7603/20542
And if that wasn't enough I revealed that Julia Sawalha is going to be my guest (along with Joe Wilkinson) on 6th November at the Leicester Square Theatre. We have a little history, though haven't seen each other for about 20 years and I think we're both quite looking forward to this. Though it may not all make it to broadcast
so buy a ticket!
It was all go today as well, with a tough early personal training session - the first time I've struggled this month, but I think it was due to lack of sleep, followed by a trip to the supermarket. The car park was open to all, rather than operating the barrier system that gives you a ticket entitling you to 2 hours parking if you buy some stuff (it's the most thrilling gamble of my middle-aged life to sometimes park there when I am not shopping there and hoping the man won't be in the booth at the end - he usually isn't). And loads of people who weren't shopping had clearly parked there (people like that make me sick) and there were no spare places to park. I went all round and into the extra car park at the end and then had to illegally drive the wrong way round the one way system to have another look. The only open spots were disabled parking, which I wouldn't park in anyway, but as a patron of Scope it would look even worse if I were caught (though as someone who has raised them so much money I can't believe they haven't given me a free badge- the fuckers) and one space for Shoppers with children. Now I didn't have children in the car with me and one might argue that those spaces are for people who have their kids with them. But it doesn't say that. I am a shopper with children- they just weren't with me at that exact time and so I constructed an semantic argument in my head about how I was entitled, as presumably was anyone who had reproduced at any point in their life. It's nice of Waitrose to acknowledge our contribution to society and global warming by letting us park near the shop.
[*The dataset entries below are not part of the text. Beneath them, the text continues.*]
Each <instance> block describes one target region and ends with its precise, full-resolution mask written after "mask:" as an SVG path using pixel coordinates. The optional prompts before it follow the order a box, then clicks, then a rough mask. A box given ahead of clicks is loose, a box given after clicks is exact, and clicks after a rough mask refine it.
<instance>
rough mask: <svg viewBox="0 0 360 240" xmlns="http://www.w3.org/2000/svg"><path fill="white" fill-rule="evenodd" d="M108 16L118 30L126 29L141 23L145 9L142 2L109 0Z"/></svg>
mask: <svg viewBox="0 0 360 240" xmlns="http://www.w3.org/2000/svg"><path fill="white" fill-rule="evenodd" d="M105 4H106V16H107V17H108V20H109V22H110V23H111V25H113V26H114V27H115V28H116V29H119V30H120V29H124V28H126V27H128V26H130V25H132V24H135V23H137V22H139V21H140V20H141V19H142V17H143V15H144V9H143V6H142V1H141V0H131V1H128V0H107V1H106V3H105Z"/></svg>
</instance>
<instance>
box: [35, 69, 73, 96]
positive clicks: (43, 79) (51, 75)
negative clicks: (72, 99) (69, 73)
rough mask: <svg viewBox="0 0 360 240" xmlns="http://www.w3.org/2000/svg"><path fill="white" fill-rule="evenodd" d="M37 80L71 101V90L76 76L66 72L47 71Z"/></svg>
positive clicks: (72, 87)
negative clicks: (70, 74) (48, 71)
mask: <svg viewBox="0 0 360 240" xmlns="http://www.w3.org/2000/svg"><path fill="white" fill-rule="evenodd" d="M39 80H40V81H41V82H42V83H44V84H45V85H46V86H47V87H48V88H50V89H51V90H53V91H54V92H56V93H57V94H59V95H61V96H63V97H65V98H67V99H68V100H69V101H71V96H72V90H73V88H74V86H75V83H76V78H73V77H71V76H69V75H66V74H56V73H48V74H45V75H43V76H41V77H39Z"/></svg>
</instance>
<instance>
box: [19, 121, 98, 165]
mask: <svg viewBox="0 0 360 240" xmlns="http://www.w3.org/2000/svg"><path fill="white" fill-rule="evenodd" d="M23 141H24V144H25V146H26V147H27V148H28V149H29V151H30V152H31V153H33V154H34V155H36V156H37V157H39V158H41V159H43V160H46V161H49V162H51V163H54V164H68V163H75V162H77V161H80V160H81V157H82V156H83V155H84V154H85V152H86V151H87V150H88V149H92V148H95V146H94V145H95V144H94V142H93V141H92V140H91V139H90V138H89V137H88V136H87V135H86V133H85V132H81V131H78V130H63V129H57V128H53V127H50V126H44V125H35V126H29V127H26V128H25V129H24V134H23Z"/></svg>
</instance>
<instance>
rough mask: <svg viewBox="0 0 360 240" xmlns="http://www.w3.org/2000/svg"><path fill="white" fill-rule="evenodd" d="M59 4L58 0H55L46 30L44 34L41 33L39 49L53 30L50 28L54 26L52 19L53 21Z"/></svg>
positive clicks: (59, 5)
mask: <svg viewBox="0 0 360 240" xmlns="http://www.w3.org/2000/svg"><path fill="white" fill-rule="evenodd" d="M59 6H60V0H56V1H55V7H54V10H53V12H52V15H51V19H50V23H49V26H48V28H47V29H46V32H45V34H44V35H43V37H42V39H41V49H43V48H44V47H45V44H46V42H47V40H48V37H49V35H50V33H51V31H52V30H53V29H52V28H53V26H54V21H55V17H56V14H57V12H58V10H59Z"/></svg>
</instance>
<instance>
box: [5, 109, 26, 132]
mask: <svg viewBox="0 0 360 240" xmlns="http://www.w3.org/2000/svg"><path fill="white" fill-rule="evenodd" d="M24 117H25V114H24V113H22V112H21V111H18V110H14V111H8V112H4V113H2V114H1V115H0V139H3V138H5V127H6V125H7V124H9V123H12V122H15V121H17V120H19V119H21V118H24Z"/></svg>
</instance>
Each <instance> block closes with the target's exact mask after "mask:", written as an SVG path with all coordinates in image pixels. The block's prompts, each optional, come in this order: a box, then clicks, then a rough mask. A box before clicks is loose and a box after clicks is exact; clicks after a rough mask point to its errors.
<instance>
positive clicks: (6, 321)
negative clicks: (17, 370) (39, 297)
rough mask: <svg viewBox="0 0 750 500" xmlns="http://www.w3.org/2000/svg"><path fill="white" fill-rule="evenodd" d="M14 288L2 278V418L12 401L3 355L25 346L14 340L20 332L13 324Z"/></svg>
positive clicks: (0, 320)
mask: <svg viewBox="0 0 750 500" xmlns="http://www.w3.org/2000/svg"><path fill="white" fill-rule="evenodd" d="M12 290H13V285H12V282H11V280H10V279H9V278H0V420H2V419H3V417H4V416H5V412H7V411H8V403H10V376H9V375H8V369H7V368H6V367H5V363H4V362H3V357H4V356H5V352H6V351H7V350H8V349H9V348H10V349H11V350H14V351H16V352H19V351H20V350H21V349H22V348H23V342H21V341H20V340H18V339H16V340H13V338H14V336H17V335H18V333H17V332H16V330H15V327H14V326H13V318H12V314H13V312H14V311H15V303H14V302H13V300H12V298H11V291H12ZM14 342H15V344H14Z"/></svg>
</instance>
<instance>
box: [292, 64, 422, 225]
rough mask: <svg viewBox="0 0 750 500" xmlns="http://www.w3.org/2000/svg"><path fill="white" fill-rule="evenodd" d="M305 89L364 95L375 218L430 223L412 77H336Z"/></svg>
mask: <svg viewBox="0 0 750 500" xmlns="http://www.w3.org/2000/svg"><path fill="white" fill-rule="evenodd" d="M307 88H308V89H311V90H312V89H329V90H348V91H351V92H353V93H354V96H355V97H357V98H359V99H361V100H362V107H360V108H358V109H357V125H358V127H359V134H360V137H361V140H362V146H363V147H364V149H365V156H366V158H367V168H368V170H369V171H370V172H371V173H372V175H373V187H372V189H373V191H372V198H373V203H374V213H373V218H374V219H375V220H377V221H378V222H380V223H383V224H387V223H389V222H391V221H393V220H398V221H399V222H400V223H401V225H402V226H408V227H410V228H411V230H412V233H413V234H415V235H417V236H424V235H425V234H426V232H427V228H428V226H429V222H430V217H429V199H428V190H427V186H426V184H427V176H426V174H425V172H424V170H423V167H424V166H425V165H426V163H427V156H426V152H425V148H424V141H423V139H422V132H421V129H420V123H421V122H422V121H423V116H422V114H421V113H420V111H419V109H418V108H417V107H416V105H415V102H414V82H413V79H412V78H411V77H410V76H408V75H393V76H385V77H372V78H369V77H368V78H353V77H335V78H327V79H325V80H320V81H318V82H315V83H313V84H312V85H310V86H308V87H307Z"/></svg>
No one challenged me - though as I walked back to the car I was behind a woman with a little girl and a pram who was gently complaining about having parked in a non-kid friendly space. Not that she knew I'd parked immorally. My car has kid seats in the back, so I looked legit.
I felt no shame. I had no choice. Well my only choice was to look like a real bastard by limping as I went to get my car from the disabled bays.
It was Ian Waitrose's fault for not manning the barriers. Doesn't he know that people park in there and don't shop. Go after them (and the ones in the disabled parking spaces who aren't disabled) first.